Processing the HTML blob can be slow. I would imagine for small HTML blobs it will be very fast, but there is certainly more overhead than just reading a plain text field.
HTML parsers don't always work well/they can be complex. The idea is that your users can be very creative and insert blobs that won't work well with your parser. I know from experience that it's not always trivial to extract plain text from HTML well.
I would propose what most email providers do:
Store a rich text/HTML version and a plain text version. Two fields in the database.
As is the use case with email providers, the users might want those two fields to have different content.
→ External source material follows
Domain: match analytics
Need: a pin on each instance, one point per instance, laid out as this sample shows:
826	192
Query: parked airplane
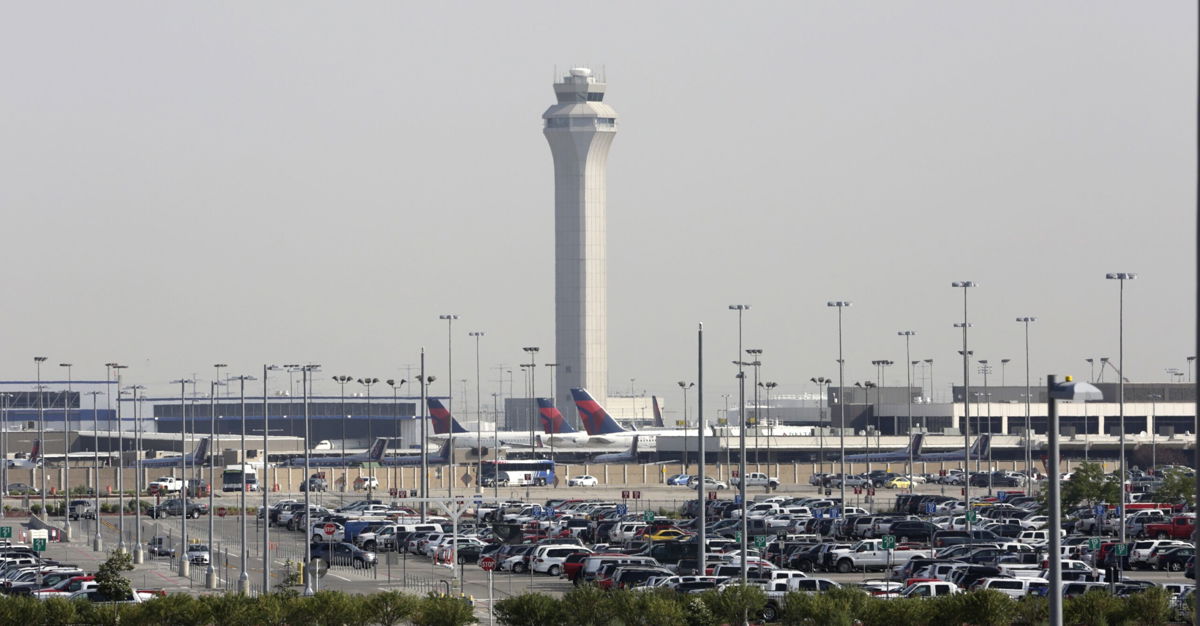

You can write a UI function that lets the user enter in HTML and then transforms it via the application into a plain text version. This gives the user a nice starting point and they can massage/edit the plain text version before saving to the database.
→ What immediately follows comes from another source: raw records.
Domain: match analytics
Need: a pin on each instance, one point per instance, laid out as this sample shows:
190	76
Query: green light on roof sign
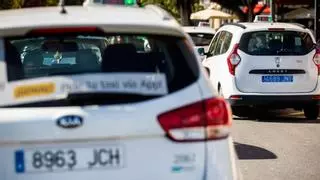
116	2
129	2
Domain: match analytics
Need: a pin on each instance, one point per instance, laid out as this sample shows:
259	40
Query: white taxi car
201	36
68	114
265	64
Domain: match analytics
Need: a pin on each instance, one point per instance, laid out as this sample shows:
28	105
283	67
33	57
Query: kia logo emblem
71	121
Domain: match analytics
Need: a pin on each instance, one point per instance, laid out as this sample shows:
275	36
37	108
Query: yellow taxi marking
42	89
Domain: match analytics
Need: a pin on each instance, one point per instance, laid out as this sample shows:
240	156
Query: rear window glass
201	39
276	43
46	56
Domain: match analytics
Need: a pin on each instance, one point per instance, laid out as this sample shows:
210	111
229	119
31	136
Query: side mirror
201	51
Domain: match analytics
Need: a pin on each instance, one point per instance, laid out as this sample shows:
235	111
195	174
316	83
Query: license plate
277	79
69	159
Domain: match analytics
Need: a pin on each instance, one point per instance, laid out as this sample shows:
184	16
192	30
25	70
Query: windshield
276	43
102	57
201	39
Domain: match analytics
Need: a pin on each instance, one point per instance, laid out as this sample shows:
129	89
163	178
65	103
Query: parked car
133	114
265	64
Always store the source, in your case it is markdown.
Also store the formats that are frequently used.
Use on demand conversion/rendering for less frequent used formats.
Explanation:
Always have the source. You may need it for various purpose, e.g. the same input can be edited, audit trail, debugging etc etc.
No overhead for processor/ram if the same format is frequently requested, you are trading it with the disk storage which is cheap comparing to the formars.
Occasional overhead, see the #2
I would suggest to store it in the HTML format, since is the richest one in this case, and remove the tags when obtaining the data for other formats (such PDF, Latex or whatever). In the following question you'll find a way to remove tags easily.
Regular expression to remove HTML tags
From my point of view, storing data (original and downgraded) in two separate fields is a waste of space, but also an integrity problem, since one of the fields could be -in theory- modified without changing the second one.
Good luck!
I think that what I'd do - if storage is not an issue - would be store the canonical version, but automatically generate from it, in persisted, computed fields, whatever other versions one might need. You want the fields to be persisted because it's pointless doing the conversion every time you need the data. And you want them to be computed because you don't want them to get out of synch with the canonical version.
In essence this is using the database as a cache for the other versions, but a cache that guarantees you data integrity.